Where and how the federal government may kill Idaho wolves has been curtailed, at least temporarily.

According to a settlement filed in the 9th Circuit Court of Appeals on Wednesday, the U.S. Department of Agriculture’s Wildlife Services may not kill wolves in Idaho’s wilderness areas, in the Sawtooth or Hells Canyon National Recreation Areas, and in portions of the Sawtooth Valley and Wood River Valley.

Wildlife Services also may not kill wolves in an effort to boost or protect deer and elk numbers, nor use cyanide traps or snare traps to kill wolves.

The settlement stems from a 2016 lawsuit arguing that the federal agency’s wolf-killing protocol violated the National Environmental Policy Act, in part by not taking into account new research questioning whether killing wolves actually reduces attacks on livestock.

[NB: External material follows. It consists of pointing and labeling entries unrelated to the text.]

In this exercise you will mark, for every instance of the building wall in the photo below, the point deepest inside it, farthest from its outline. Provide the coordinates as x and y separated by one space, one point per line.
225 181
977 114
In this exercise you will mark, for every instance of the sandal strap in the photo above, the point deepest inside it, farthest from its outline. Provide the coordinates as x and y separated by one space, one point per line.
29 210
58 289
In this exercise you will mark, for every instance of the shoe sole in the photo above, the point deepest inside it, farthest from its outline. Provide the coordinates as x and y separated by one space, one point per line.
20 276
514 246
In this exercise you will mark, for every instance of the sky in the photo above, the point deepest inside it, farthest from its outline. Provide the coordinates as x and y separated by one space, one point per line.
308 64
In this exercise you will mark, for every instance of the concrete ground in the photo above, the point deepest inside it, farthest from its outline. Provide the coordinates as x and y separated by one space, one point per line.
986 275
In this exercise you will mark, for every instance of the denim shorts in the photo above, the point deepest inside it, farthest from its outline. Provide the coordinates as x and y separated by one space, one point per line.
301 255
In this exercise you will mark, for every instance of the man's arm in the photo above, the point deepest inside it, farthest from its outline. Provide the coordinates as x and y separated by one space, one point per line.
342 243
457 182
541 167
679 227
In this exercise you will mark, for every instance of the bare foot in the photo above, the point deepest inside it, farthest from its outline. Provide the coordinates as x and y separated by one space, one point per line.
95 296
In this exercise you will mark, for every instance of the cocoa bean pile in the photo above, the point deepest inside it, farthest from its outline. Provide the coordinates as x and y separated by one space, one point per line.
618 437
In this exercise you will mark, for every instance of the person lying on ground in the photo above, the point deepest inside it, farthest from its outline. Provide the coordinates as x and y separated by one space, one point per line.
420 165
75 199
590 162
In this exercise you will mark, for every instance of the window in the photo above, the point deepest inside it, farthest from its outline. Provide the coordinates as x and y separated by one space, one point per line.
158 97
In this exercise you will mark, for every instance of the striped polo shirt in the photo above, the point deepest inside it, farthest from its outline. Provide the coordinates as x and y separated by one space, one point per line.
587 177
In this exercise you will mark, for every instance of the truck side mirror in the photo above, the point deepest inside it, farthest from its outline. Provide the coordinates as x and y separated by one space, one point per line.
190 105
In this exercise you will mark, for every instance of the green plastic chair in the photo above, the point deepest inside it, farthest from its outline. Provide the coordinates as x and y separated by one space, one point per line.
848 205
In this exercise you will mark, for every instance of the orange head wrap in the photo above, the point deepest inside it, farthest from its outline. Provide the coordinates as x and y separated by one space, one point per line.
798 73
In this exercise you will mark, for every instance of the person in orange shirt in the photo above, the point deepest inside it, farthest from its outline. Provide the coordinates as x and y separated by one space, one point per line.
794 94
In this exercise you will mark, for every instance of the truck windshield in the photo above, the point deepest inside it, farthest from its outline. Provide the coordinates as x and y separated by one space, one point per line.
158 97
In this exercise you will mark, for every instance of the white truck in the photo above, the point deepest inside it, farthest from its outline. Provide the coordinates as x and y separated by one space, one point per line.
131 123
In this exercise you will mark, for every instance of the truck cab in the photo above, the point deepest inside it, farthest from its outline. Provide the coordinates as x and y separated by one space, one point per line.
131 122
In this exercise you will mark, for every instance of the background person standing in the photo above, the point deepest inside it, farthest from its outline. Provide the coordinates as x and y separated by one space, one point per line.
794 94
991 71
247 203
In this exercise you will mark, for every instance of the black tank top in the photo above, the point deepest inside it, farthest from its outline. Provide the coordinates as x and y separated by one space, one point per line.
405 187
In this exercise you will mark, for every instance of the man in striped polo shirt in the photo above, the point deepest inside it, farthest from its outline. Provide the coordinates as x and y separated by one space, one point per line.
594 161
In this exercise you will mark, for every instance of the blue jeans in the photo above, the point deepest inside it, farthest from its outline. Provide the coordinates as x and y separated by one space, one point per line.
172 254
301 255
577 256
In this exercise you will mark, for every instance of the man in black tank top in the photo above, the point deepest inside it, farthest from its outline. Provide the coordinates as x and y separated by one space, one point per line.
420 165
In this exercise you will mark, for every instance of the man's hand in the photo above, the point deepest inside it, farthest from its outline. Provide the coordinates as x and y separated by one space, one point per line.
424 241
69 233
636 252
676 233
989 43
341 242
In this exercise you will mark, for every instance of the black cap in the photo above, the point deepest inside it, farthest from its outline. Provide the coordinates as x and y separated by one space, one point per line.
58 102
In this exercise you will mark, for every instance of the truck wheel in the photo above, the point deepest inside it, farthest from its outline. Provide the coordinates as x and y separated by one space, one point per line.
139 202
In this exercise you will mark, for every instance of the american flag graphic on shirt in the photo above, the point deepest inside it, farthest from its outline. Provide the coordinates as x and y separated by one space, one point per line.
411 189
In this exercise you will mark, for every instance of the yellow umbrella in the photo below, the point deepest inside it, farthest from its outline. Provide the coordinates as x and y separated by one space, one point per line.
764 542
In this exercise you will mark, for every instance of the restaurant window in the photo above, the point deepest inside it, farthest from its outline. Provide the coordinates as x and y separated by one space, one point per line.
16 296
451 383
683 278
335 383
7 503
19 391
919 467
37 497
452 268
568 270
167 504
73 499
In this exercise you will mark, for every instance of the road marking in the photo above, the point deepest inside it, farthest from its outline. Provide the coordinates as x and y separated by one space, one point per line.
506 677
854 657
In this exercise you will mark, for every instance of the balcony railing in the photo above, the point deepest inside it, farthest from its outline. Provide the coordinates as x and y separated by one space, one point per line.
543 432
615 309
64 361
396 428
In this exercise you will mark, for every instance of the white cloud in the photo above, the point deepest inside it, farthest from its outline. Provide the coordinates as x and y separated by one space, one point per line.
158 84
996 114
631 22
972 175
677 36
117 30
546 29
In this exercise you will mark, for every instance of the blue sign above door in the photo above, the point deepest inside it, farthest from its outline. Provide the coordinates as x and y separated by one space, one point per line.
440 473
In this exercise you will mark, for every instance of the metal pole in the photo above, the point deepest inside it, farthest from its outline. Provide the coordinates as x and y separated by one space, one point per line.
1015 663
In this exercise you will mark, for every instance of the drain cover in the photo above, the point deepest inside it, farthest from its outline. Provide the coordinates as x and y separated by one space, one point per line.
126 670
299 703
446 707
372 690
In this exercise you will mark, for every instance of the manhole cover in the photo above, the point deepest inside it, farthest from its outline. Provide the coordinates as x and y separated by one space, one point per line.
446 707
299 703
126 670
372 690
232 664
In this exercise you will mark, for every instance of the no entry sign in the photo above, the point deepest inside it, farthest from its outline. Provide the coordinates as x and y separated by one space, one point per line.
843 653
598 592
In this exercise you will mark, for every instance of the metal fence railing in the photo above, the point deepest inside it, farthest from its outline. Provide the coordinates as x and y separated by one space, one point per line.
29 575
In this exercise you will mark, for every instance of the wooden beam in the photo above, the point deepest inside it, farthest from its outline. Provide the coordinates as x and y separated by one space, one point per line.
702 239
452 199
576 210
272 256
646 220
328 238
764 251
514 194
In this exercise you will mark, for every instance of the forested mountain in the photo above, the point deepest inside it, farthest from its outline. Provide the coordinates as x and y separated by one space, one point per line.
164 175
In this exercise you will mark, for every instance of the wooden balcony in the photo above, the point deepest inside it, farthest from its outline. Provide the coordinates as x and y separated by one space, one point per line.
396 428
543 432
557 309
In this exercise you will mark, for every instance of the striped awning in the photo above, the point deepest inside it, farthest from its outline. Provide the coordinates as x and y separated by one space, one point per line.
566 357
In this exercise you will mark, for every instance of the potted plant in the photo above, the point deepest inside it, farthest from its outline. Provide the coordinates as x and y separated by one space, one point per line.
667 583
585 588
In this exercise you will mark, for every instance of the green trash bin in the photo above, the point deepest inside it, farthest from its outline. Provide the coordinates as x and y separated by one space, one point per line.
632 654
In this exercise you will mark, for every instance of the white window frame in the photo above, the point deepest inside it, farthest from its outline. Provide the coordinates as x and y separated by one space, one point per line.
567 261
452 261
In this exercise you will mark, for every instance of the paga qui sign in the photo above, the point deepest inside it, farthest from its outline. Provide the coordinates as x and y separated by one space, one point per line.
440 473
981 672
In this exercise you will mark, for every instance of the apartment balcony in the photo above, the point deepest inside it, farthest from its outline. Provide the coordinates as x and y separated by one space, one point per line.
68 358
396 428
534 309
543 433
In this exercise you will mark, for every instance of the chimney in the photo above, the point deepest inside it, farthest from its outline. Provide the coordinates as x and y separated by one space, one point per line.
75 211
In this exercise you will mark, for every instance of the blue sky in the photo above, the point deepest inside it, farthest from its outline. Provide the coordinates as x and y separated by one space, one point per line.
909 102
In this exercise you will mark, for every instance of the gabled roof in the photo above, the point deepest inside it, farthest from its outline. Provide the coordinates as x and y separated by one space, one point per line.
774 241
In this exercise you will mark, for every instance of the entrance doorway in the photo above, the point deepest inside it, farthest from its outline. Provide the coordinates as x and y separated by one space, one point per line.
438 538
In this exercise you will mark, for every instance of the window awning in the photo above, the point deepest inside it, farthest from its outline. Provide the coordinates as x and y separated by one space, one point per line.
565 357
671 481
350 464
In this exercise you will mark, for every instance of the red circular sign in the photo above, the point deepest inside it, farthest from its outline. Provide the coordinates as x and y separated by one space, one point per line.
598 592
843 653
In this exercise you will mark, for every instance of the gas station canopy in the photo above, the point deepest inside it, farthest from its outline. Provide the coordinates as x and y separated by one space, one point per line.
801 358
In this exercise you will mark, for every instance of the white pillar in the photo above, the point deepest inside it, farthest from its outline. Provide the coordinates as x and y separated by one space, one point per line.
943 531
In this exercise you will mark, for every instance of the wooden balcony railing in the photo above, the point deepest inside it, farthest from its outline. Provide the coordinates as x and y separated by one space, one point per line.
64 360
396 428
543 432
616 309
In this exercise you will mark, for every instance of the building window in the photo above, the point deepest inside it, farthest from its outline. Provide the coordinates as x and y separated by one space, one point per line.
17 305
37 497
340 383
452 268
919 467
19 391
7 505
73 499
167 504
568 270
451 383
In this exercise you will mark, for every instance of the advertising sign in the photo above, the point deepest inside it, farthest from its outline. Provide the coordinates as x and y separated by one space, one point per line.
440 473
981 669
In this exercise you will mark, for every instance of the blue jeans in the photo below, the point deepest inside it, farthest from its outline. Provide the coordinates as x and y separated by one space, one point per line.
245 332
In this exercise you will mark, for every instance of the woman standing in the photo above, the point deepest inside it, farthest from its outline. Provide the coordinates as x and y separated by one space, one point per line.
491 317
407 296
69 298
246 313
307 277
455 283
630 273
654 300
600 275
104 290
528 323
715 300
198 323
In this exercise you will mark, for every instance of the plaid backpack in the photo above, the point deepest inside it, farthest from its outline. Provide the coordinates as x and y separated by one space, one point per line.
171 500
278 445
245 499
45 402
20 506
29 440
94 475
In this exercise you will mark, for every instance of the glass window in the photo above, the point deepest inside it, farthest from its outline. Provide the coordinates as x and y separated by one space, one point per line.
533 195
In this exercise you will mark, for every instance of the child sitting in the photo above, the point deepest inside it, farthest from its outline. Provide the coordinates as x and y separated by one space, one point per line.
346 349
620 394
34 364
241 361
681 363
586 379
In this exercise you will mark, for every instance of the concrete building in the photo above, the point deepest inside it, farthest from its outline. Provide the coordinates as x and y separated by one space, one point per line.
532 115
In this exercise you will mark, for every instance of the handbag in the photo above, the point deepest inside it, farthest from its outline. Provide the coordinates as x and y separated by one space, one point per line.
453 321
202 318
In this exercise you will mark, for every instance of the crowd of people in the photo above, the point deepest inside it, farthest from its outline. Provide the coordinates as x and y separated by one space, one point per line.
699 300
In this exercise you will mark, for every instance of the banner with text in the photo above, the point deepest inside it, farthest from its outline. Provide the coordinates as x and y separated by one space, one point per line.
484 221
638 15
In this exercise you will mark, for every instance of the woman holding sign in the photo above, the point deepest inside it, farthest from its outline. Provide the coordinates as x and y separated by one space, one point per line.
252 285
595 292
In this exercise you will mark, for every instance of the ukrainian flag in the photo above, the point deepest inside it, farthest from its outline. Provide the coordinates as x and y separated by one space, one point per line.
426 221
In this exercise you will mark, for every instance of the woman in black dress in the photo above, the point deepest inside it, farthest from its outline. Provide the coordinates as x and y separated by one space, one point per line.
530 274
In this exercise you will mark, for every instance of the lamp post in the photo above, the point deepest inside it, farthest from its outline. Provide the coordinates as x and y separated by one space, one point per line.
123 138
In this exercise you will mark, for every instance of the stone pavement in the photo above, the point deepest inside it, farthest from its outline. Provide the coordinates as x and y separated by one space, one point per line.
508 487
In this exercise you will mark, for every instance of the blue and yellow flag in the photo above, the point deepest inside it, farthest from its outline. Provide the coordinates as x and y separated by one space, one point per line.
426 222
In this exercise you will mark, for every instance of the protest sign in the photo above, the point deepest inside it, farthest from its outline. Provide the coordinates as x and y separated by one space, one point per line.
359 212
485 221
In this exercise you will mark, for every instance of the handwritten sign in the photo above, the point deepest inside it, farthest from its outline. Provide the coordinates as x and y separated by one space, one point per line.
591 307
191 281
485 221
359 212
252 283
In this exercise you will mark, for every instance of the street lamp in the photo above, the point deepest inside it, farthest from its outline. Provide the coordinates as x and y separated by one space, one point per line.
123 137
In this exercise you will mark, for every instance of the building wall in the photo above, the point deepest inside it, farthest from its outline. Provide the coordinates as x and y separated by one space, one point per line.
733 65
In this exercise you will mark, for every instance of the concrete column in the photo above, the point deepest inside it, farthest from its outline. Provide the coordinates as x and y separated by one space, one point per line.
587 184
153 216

Wildlife Services is tasked with resolving conflicts between humans and wildlife. The agency killed 1.5 million animals in 2018, according to the agency’s data, including 357 wolves.

Per the settlement, the agency still may kill wolves that have attacked livestock on private land if there is documentation. Wildlife Services must also check all wolf traps within 72 hours.

Six environmental groups filed the suit.

A federal judge in Boise initially dismissed the suit, but in April 2019 the 9th Circuit upheld the case, prompting the sides to come to a settlement.

Per the settlement’s agreement, the limitations on wolf killing will last until Wildlife Services completes a new Environmental Impact Statement, a process that could take years.

The environmental groups who filed the lawsuit called it a “key victory for wildlife” in a news release. Those groups are Advocates for the West, the Center for Biological Diversity, Friends of the Clearwater, Predator Defense, Western Watersheds Project and WildEarth Guardians.

Andrea Santarsiere, a senior attorney with the Center for Biological Diversity, noted that the settlement does not affect the Idaho Department of Fish and Game.

In February, the Idaho Fish and Game Commission approved nine proposals to extend wolf hunting and trapping seasons following a two-week public comment period in which the commission received more than 27,000 responses from across the world. In January, IDFG estimated there are more than 1,500 wolves in Idaho. Federal criteria for wolf recovery requires only 150 wolves in the state.

A spokeswoman for Wildlife Services did not respond to emailed questions.